I’ve already covered the topic of gain staging before but since it’s been 2 years and I’m now using Pro Tools, my work flow has changed a bit. I wouldn’t say it’s a night and day change but enough to warrant an article on how I now approach gain staging.
Now try not to look at this article as a technical masterpiece on the topic of gain staging because I honestly don’t look at it that way. I have one ultimate goal – Make sure that my channels and master fader aren’t clipping. That’s it; it doesn’t get any simpler than that.
There are times when certain channels benefit from clipping but that’s for another article.
Now because technically (in most cases) 0dBVU in the analog world is calibrated for -18 dBFS in the digital world, there are beliefs that -18 dBFS should be your level for each channel. I honestly don’t subscribe to that when mixing ITB (in the box) but I do understand why it may be useful.
Now these are things that could potentially help your mix tremendously however it could also hurt your mix to be rigid with these levels.
Some plugins are designed to add compression, limiting or pleasing distortion to a sound once it hits the output at 0 dB. By limiting the output to less than 0 dB you might actually be missing out on some magic in your mix.
Well we could start out with a fairly conservative level for our channels and then when we need to get aggressive on a plugin output, we could always adjust either the input or the output on that plugin accordingly. This is exactly how I would do it.
But just keep in mind every channel doesn’t have to be at any specificlevel (ie -18 dbFS).
I would normally start out with everything at some consistent level like -18 dBVU or -12 dBVU, for example, but as the mix goes on and plugins are introduced, each track level will most likely change. After I set my initial levels I actually don’t worry too much about where they end up.
When I’m mixing and I’m minding my gain staging, my only real focus is to make sure that my clip lights are not flashing red. On one track the level might be at -6 dbFS and the other might be -18 dBfs.
Let me give you a scenario. Lets say you’ve got the balance all set up and then you add an EQ to the piano. You add a couple dB’s at 3 kHz and now it stands out perfectly in the mix. But the piano VU meter is now averaging about -10 dB’s and everything else is -18 dB’s. Does it really make sense to adjust the EQ output to -18 dBVU and then push the fader up to get it back up to the level it was previously?
I don’t think so.
As long as we aren’t in the red and it blends well with the rest of the mix, who cares? Just continue to mix and if you notice something peaking, then make the effort to adjust your gain staging on that channel so it’s out of the red zone.
There are a couple of exceptions however. If you are intentionally peaking the channel (digital clipping) to get more character from a plugin or it peaks once in a while but isn’t effecting the sound in a negative way, than being in the red is perfectly fine.
Almost every plugin these days has some form of input and output adjustments so really you can gain stage with almost anything.
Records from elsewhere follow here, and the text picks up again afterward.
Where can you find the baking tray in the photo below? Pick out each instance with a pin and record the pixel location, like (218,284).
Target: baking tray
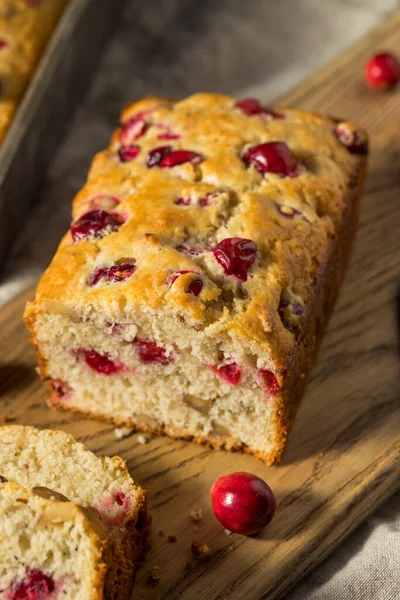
(56,88)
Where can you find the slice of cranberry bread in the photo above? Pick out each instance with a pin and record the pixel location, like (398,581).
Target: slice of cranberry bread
(54,460)
(50,548)
(204,257)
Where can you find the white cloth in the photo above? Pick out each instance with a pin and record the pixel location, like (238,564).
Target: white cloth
(175,47)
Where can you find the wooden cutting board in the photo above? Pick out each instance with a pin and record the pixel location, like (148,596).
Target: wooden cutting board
(342,459)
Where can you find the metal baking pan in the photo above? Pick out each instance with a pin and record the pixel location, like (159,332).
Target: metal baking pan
(53,94)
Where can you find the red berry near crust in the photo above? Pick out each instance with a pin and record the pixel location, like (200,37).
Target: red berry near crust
(243,503)
(271,157)
(236,255)
(382,71)
(37,586)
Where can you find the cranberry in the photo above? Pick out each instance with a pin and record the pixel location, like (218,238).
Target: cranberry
(168,136)
(149,352)
(236,256)
(37,586)
(100,362)
(94,224)
(131,131)
(382,71)
(288,211)
(271,157)
(354,139)
(165,158)
(194,287)
(230,373)
(155,156)
(268,382)
(243,503)
(113,274)
(128,153)
(115,507)
(252,106)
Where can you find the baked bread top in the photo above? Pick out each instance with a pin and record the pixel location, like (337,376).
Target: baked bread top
(221,213)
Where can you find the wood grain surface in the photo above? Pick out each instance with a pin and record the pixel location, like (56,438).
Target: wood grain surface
(342,459)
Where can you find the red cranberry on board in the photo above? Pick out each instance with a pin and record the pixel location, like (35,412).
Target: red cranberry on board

That being said I have 3 ways that I usually approach the levels of my channels, 1 of which I almost never use anymore because it just doesn’t make sense to me.
But between the 3 techniques I tend to use The Satson and The Clip Gain the most. Sometimes I will combine the two of them together to get my initial levels.
The reason I would use the clip gain is to get the visual aspect of the audio track up to where its easy to see and then the Satson just makes sure my levels are set more accurately.
Another thing I keep an eye out for is my plugin output levels, especially when using something like an EQ. Any time you boost an EQ your output level is going to change – usually it will increase – so I keep an eye on the output meter to make sure I’m not clipping and then I would adjust accordingly.
I always start out with a quick blend of my mix and get my output to peak at a set level. Normally I would just use the Satson Buss because it’s easy to read. I have my peaks averaging about -18dbFS or 0VU. That is my starting point but again I don’t honour it until the very end, usually what happens is the Satson plugin is pushing in the reds and my output levels get closer to -10 to -6dbFS once I’m finished.
As a result the Satson is adding in some extra secret sauce (harmonics) to my mix.